Personally, I think that data cleaning should be done–in an ideal world–in a way that is both as transparent and as “reproducible” as possible. Transparency means that one should be able to observe who changed what, when, and why. Reproducible means that one should be able replicate changes and–an important corollary–make alternate changes.

If these two principles conflict in practice, I would like to give the user options about how they resolve the conflict. Currently, the user has both transparency and reproducibility–on the strong condition of doing data cleaning outside of Survey Solutions. But the user does not have an easy path for doing data cleaning inside of Survey Solutions–apart from “C user” workarounds.

Another complementary way of looking this is as follows. In my view, data cleaning is almost always neglected. To the extent that data cleaning is hard, it will not be done. In my experience, data cleaning typically happens only done after data collection has ended, rarely draws on observations made during data collection, and more often than not is fairly superficial.
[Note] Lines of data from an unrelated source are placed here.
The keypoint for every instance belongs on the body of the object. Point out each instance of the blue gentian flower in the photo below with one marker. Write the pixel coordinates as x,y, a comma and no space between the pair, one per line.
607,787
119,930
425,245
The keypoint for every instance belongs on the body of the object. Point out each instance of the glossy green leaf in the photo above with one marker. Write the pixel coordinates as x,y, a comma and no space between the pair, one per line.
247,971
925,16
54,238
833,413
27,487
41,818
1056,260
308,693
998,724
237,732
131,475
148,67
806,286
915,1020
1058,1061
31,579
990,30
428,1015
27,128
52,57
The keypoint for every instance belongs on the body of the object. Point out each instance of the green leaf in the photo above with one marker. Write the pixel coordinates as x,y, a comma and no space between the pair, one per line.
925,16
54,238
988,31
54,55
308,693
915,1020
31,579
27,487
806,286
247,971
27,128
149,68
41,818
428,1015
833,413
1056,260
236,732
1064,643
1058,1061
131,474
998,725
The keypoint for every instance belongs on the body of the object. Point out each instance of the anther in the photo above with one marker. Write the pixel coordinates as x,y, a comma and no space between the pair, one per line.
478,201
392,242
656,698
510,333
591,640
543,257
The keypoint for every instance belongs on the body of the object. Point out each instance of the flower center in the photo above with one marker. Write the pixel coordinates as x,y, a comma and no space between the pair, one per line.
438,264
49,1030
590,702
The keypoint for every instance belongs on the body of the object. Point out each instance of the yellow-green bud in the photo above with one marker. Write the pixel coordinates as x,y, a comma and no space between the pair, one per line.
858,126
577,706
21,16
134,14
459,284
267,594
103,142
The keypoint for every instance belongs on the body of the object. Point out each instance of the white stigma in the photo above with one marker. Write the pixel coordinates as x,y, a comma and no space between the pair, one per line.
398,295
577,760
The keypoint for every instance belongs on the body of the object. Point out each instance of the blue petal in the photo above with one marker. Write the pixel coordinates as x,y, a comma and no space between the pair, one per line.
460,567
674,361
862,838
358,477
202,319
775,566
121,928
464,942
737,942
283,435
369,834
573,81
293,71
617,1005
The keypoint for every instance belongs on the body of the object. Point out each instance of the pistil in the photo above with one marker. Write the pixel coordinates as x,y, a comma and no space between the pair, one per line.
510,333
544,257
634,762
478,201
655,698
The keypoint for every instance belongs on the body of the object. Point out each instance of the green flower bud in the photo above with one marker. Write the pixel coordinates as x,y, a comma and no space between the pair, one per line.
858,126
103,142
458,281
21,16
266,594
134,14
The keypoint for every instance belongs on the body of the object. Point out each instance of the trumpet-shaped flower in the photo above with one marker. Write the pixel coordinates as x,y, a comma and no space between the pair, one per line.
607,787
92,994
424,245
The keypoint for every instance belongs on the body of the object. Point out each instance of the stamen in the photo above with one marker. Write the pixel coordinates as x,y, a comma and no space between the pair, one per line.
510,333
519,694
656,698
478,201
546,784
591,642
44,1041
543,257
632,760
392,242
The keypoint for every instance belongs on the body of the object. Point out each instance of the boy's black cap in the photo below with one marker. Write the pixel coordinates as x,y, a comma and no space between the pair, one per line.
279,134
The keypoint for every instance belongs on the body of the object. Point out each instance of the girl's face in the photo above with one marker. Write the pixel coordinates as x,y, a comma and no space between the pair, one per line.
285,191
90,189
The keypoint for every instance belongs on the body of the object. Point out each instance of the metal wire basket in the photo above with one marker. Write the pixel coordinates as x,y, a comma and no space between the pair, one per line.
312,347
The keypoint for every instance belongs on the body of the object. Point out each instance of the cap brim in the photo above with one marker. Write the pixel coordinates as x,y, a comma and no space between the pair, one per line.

To promote data cleaning during data collection–as a supplement to post-survey data cleaning–I think it would be worth considering giving some class of user the ability to change data. While I share @zurab 's reservations about cleaning that is not recorded in a script, I also see that necessary cleaning may not happen at all unless it’s done during data collection in Survey Solutions. Put another way, if one wants a productive pipeline, one needs plumbers, and those plumbers are typically too busy when the water is flowing (i.e., those who would do data cleaning are often those managing survey operations, and neglect important cleaning tasks in favor of urgent survey ones).

By the way, here’s the thread that discussed allowing the API to answer questions. Note that, interestingly, it somewhat evolved into the same discussion we’re having in this thread.

My specific proposal is to allow the Headquarters users to change answers and leave a (required) comment on why. On the front end, HQ users would have one more option in the overflow menu associated with each question (i.e., the three vertical dots). On the back end, the changes would be recorded in the data and the paradata. On the front end, data edits that change the state of the interview–for example, enable/disable questions–would need to be played out. That last bit seems like the trickiest part to my layman’s eyes.